In https://github.com/spring-projects/spring-security/blob/5.4.x/samples/boot/helloworld/src/main/java/org/springframework/security/samples/config/SecurityConfig.java#L50

Says:

        @Bean
    public UserDetailsService userDetailsService() {
        UserDetails userDetails = User.withDefaultPasswordEncoder()
                .username("user")
                .password("password")
                .roles("USER")
                .build();
        return new InMemoryUserDetailsManager(userDetails);
    }

But Intelij IDE says:

'withDefaultPasswordEncoder()' is deprecated.

Same issue on http.authorizeRequests

Comment From: brunodmartins

The Javadoc says that this method could be used on Demos and non-productive scenarios. Could we keep using it on Tests, or should we remove it do not encode the password at all?

Comment From: sjohnr

Thanks for getting in touch @yhojann-cl, but it feels like this is a question that would be better suited to Stack Overflow. We prefer to use GitHub issues only for bugs and enhancements. Feel free to update this issue with a link to the re-posted question (so that other people can find it) or add a minimal sample that reproduces this issue if you feel this is a genuine bug.

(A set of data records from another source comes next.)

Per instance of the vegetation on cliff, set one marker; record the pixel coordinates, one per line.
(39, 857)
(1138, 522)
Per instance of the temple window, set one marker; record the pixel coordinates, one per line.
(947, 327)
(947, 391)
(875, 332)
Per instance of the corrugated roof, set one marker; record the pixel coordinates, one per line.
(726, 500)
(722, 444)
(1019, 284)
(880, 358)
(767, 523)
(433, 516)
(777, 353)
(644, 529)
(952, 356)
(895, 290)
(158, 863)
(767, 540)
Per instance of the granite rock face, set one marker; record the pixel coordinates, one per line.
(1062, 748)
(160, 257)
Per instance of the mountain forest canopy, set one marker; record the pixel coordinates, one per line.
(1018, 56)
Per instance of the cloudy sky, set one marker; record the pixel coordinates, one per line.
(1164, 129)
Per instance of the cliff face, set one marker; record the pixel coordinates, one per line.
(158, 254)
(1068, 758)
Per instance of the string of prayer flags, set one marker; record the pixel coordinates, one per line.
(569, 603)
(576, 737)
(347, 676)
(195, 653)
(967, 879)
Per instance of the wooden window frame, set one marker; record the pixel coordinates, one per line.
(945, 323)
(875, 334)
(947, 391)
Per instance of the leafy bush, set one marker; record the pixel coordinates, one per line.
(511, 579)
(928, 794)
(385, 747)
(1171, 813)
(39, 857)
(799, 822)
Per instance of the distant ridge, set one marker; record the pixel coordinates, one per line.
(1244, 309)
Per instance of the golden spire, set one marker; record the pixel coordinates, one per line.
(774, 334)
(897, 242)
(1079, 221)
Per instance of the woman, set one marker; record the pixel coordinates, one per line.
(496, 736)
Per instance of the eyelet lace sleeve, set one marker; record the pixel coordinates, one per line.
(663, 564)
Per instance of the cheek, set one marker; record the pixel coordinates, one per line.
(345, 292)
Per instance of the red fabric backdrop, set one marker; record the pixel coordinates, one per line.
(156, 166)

Having said that, please see deprecation message on that method in the api documentation, which says:

Using this method is not considered safe for production, but is acceptable for demos and getting started. For production purposes, ensure the password is encoded externally. See the method Javadoc for additional details. There are no plans to remove this support. It is deprecated to indicate that this is considered insecure for production purposes.